Juan Carlos Harriott, un deportista ejemplar
Días pasados, una entrevista publicada en LANACION permitió adentrarnos en una de esas vidas en las que vale la pena detenerse. "Claro que me gustaría jugar contra La Dolfina: ¡seríamos más jóvenes!", ironizaba con picardía Juan Carlos Harriott (h.) a los 83 años, en el lugar que lo vio nacer.
Fue precisamente Coronel Suárez, ciudad bonaerense a más de 500 km de la Capital, la que decidió honrar a su destacado deportista con una estatua que le dio nombre al club más ganador del Campeonato Argentino Abierto de polo: nada menos que 20 veces merecedor de tan prestigioso título, el más importante del mundo, asimilable a un Wimbledon del tenis, entre otros muchos galardones.
En tiempos de su mayor esplendor deportivo, a "Juancarlitos" Harriott simplemente se lo conocía como "el Inglés", un caballero humilde y sencillo capaz de felicitar a un rival en pleno partido por haber marcado un vistoso gol a su propio equipo. Hijo de otro gran ganador de Palermo y convertido en uno de los mejores polistas de todos los tiempos, era absolutamente incapaz de vanagloriarse ante un elogio.
Al recorrer su apasionante vida se lo percibe incómodo cuando el interlocutor pretende ponderar su trayectoria. Para él, todo lo que logró "fue mérito del equipo, no de uno solo". Se refiere así a aquel legendario conjunto que compartió por más de diez años con su hermano, Alfredo, y con Horacio Antonio y Alberto Pedro Heguy.
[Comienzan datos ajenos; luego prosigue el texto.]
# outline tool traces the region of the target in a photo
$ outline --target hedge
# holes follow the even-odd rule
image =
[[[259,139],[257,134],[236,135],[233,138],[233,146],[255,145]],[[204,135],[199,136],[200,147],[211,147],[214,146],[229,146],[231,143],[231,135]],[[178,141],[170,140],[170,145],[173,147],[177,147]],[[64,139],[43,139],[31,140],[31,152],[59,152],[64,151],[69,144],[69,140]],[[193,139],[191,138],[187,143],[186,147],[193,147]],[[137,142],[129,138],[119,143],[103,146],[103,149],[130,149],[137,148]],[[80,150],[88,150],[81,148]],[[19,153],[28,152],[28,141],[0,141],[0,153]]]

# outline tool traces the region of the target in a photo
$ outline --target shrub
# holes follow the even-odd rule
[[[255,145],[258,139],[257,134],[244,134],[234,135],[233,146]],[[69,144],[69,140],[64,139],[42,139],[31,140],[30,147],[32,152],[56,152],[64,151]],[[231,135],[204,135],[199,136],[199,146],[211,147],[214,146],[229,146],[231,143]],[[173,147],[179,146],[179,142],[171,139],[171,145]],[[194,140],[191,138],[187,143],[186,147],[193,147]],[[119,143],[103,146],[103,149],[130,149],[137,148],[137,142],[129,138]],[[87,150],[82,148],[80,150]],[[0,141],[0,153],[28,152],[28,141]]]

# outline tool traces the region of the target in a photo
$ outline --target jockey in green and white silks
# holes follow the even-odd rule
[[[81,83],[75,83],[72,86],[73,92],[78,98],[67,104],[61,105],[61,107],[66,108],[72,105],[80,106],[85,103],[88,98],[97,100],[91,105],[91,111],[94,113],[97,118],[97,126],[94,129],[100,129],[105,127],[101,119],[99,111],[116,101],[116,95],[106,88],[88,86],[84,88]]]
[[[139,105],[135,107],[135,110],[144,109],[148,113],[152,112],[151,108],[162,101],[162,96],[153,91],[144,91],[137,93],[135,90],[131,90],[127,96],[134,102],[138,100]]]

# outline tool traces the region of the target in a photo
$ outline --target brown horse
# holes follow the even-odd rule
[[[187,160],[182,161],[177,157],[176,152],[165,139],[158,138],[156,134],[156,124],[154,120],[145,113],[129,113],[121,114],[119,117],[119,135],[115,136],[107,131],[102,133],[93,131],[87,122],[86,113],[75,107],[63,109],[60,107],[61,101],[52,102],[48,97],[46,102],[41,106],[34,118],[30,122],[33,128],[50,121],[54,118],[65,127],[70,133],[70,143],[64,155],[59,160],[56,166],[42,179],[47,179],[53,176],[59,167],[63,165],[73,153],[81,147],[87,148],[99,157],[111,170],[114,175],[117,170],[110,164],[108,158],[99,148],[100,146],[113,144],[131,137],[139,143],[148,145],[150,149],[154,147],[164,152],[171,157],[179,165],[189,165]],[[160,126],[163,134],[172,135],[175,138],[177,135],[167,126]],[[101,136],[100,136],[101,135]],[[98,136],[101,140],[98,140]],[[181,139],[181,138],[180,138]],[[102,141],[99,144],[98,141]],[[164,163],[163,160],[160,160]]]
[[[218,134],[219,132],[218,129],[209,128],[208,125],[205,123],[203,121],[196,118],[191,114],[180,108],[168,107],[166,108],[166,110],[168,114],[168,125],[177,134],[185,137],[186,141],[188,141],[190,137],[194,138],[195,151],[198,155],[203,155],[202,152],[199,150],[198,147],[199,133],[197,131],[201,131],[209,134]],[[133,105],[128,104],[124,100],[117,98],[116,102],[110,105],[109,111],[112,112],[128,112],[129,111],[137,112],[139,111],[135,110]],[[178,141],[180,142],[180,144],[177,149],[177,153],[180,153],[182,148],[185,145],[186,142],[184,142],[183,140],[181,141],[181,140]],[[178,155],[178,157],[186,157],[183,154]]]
En 2015, sus méritos personales le valieron incluso el ingreso al Hall de la Fama de Wellington, Palm Beach, en una ceremonia de gala efectuada en una carpa contigua al Museo del Polo de aquella localidad norteamericana. Solo siete veces había jugado en los Estados Unidos.
Quienes lo frecuentan rescatan su rectitud, su hombría de bien, la fidelidad a sus convicciones, todas estas expresiones de su singular manera de entender la vida. Sin alardes. Enalteciendo incluso al más acérrimo de sus rivales deportivos, el equipo de Santa Ana, su clásico competidor frente al cual solo perdió dos veces en la llamada Catedral del Polo, el campo de Palermo, para festejar triunfos en muchas más ocasiones. Al conjugar ese espíritu de eximio jugador y recto deportista, afirmó: "Santa Ana llegó a ser lo que fue gracias a Coronel Suárez. Y Suárez fue lo que fue gracias a Santa Ana. Tuvimos la suerte de ganar más veces que ellos. Tratabas de mejorar todo el año en caballos pensando en Santa Ana. Y ellos hacían lo mismo. Fue una rivalidad que nos potenció".
A lo largo de su vida, cimentó sobradamente cada centímetro de la admiración que se ganó dentro y fuera de las canchas. Cuando el rápido acceso a la información, potenciado por las redes sociales, no era parte del paisaje, su figura pudo haber pasado desapercibida. Quienes se dan el gusto de conocerlo y tratarlo no hacen más que confirmar que estamos delante de un personaje entrañable, merecedor de todos los homenajes.
En su vida, disfrutó de incontables alegrías y debió lidiar también con profundos dolores, como la partida de su compañera a lo largo de casi medio siglo, el voraz incendio de su casa en el campo La Felisa o el robo de los trofeos que en tan buena ley había ganado. Nada modificó su esencia.
Aún frente a los profundos cambios que experimentó el deporte de sus amores a partir de los años 90 con la profesionalización, nadie duda de que Harriott seguirá siendo un espejo y un ejemplo indiscutido. La vigencia de los grandes.